Generating a normal distribution from known percentiles

Question

I am trying to understand how to generate a normal distribution if I already know specific percentiles.

A user gave a very comprehensive answer to a similar question (link here), but when I tried and tested it with my existing data, the variance was much too large.

How I did this:

x <- c(5,8,11)
PercRank <- c(2.1, 51.1, 98.8)

PercRank = 2.1 for example tells that 2.1% of the data has a value/score <= 5 (the first value of x). Similarly, PercRank = 51.1 tells that 51.1% of the data has a value/score <= 8.
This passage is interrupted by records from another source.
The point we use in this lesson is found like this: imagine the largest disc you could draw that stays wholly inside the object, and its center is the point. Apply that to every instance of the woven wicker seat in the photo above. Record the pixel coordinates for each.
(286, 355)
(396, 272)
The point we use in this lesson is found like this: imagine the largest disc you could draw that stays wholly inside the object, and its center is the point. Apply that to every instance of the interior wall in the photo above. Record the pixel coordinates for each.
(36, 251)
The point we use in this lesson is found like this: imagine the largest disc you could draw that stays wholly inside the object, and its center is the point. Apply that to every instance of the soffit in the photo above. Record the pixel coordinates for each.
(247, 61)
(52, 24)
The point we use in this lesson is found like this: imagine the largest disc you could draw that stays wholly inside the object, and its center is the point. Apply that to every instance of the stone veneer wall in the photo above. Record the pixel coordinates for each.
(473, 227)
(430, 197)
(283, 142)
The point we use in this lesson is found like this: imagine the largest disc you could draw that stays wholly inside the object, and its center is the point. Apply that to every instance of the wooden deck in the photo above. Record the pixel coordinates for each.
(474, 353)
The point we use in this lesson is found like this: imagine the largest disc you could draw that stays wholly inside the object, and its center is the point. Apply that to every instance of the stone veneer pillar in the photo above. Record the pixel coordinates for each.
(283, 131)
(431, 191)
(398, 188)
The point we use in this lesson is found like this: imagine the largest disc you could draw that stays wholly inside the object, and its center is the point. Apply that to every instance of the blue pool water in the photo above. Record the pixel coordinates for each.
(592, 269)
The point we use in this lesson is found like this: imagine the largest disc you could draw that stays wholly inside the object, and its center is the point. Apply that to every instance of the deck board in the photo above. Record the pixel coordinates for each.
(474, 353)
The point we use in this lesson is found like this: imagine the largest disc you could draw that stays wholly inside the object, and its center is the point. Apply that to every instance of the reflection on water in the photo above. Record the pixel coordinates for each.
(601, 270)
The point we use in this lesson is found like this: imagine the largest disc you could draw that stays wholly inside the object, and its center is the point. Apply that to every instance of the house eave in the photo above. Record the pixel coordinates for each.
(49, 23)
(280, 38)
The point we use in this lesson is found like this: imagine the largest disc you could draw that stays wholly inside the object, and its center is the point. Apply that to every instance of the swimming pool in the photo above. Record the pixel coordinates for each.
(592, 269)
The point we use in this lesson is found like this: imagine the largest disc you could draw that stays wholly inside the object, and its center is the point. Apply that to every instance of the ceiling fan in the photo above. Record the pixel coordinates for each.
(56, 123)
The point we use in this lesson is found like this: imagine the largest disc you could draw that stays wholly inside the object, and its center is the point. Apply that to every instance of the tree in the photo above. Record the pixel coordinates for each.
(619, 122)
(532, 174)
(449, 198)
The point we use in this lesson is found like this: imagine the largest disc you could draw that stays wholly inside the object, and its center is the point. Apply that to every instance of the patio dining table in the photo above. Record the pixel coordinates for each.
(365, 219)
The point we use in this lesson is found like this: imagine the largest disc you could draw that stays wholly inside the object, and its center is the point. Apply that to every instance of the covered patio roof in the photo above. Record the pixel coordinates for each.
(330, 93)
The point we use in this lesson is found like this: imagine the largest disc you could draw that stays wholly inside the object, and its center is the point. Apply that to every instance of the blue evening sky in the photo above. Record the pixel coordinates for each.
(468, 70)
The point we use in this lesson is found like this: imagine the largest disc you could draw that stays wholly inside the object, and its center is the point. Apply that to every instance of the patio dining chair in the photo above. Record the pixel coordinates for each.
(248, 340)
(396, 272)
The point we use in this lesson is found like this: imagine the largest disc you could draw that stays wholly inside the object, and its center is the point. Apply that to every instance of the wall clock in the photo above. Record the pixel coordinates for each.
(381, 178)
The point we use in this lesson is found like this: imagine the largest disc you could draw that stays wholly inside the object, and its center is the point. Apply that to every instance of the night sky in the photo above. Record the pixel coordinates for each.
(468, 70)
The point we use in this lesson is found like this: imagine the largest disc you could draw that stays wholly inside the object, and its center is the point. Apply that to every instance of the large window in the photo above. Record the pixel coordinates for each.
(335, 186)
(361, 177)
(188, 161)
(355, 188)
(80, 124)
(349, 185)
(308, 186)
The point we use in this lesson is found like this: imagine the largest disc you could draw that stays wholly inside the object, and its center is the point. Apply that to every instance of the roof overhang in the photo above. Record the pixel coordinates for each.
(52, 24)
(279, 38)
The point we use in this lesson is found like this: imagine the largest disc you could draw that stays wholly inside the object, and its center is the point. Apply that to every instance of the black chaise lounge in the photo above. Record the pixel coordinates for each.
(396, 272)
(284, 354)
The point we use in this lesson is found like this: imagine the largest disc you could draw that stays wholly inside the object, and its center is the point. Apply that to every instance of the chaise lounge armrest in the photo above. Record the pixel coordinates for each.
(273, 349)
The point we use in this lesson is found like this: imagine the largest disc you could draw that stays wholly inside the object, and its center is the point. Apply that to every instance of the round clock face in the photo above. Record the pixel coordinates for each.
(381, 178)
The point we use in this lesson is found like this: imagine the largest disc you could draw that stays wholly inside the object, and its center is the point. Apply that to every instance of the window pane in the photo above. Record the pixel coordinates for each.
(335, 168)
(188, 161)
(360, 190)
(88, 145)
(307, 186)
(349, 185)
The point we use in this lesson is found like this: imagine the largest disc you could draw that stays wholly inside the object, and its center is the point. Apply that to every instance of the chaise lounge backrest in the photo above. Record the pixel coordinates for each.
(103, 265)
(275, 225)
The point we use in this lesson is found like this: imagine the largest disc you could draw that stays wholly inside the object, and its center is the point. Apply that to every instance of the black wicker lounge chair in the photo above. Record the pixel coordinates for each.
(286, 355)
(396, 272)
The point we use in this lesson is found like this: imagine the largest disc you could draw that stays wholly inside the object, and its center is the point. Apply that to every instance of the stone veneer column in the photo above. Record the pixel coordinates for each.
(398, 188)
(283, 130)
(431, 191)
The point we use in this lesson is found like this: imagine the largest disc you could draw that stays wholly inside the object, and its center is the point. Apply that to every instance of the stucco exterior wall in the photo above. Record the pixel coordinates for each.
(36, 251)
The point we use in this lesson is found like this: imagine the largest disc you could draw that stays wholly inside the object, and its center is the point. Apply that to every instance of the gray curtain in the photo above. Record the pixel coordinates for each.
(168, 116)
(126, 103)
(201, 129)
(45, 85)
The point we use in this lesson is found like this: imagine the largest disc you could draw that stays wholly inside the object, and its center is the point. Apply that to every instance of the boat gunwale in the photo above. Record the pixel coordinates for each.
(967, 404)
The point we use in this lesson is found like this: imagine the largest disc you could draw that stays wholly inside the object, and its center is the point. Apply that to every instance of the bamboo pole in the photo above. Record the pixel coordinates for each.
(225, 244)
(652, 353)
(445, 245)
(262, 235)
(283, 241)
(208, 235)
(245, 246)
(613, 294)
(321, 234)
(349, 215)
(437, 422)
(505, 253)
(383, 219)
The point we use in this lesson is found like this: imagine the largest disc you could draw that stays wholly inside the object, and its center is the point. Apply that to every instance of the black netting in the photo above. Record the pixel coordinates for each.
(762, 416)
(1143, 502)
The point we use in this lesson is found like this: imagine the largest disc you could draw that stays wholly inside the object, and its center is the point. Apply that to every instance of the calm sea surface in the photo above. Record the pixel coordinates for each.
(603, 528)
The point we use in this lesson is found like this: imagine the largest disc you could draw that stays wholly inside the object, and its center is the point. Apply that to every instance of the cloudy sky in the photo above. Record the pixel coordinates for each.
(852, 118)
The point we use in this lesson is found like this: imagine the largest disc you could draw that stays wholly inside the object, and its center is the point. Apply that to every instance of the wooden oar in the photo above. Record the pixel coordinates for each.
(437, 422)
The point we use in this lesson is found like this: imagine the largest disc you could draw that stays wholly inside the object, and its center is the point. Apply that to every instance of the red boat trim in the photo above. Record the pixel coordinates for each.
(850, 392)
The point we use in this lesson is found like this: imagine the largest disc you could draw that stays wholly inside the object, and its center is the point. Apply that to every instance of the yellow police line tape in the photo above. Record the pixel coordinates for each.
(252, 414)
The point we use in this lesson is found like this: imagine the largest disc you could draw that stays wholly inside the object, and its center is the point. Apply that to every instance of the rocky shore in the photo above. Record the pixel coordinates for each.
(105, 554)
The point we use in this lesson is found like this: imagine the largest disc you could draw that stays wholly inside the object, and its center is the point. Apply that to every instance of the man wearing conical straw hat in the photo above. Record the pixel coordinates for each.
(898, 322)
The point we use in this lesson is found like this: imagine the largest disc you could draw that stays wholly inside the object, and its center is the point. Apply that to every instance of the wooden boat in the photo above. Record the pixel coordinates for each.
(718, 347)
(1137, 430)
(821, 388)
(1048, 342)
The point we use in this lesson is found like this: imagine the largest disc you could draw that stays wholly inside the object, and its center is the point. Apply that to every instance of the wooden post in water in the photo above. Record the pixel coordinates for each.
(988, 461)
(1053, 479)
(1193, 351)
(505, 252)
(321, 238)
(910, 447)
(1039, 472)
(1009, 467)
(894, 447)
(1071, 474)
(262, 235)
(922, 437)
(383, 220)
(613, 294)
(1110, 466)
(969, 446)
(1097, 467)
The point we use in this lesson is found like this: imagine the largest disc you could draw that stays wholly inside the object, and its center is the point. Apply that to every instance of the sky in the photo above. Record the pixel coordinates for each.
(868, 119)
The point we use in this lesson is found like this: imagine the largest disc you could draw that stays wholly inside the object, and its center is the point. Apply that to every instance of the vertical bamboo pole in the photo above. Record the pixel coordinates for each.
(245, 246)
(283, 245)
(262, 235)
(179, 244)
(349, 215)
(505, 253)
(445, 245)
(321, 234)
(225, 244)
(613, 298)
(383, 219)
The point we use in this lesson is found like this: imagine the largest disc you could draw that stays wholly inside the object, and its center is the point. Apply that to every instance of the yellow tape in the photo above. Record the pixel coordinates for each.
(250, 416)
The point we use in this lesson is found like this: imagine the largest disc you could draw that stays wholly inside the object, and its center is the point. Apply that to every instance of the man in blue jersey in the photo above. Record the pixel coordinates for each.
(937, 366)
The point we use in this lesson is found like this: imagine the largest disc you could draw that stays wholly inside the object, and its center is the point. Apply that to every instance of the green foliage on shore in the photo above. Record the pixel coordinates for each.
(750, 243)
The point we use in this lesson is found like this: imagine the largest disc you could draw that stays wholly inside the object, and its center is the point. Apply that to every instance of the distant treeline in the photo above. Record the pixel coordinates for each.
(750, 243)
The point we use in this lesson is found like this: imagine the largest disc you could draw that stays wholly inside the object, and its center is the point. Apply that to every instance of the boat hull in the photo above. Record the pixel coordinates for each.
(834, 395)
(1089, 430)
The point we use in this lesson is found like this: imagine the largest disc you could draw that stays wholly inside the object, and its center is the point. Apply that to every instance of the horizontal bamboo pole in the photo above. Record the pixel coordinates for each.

I followed the method in this link. This is my code:

cum.p <- c(2.1, 51.1, 98.8)/100
prob <- c( cum.p[1], diff(cum.p), .01)
x <- c(5,8,11)

freq <- 1000 # final output size that we want

# Extreme values beyond x (to sample)
init <- -(abs(min(x)) + 1) 
fin  <- abs(max(x)) + 1

ival <- c(init, x, fin) # generate the sequence to take pairs from
len <- 100 # sequence of each pair

s <- sapply(2:length(ival), function(i) {
  seq(ival[i-1], ival[i], length.out=len)
})
# sample from s, total of 10000 values with probabilities calculated above
out <- sample(s, freq, prob=rep(prob, each=len), replace = T)

quantile(out, cum.p) 
# 2% 51.1% 98.8% 
# 5     8    11 

c(mean(out), sd(out))
# [1] 7.834401 2.214227

All of this is from the comment (linked), and so far so good. Then I tried to check how well the generated normal distribution worked with my fitted values:

data.frame(sort(rnorm(1000, mean=mean(out), sd=sd(out))))
...
# 988                                          13.000904
# 989                                          13.028881
# 990                                          13.076649
...
# 1000                                         14.567080

I was concerned because the 988th value (e.g., 98.8% of 1000 samples) was 13.000904, while the value I had fitted for the 98.8% percentile was 11.0.

I re-generated the distribution many times and the variance was consistently larger than it needed to be.

I'm stumped. I would appreciate if anyone could show me a way to make the variance more accurate. Or, is this unavoidable?

(My first time posting here, I apologize if I broke rules - I can make it more clear if needed.)

Answer 1

Why don't you treat this as an optimization problem?

x <- c(5,8,11)
PercRank <- c(2.1, 51.1, 98.8)

fun <- function(par, pq) {
  sum((log(pq[,1]/100)-pnorm(pq[,2], mean=par[1], sd=par[2], log.p=TRUE))^2)
}

par.estimates <- optim(c(0,1), fn=fun, pq=cbind(PercRank, x))

pnorm(11, par.estimates[[1]][1], par.estimates[[1]][2])
#[1] 0.9816948

The result seems resonable, but there is some difference to the expected value for q=11. However, I suspect that's a problem of your data (e.g., due to rounding), since the following works well:

PercRank <- pnorm(x, 8, 2)*100
par.estimates <- optim(c(0,1), fn=fun, pq=cbind(PercRank, x))
par.estimates[[1]]
#[1] 7.999774 1.999953

Of course, there might be better optimizers for this specific problem.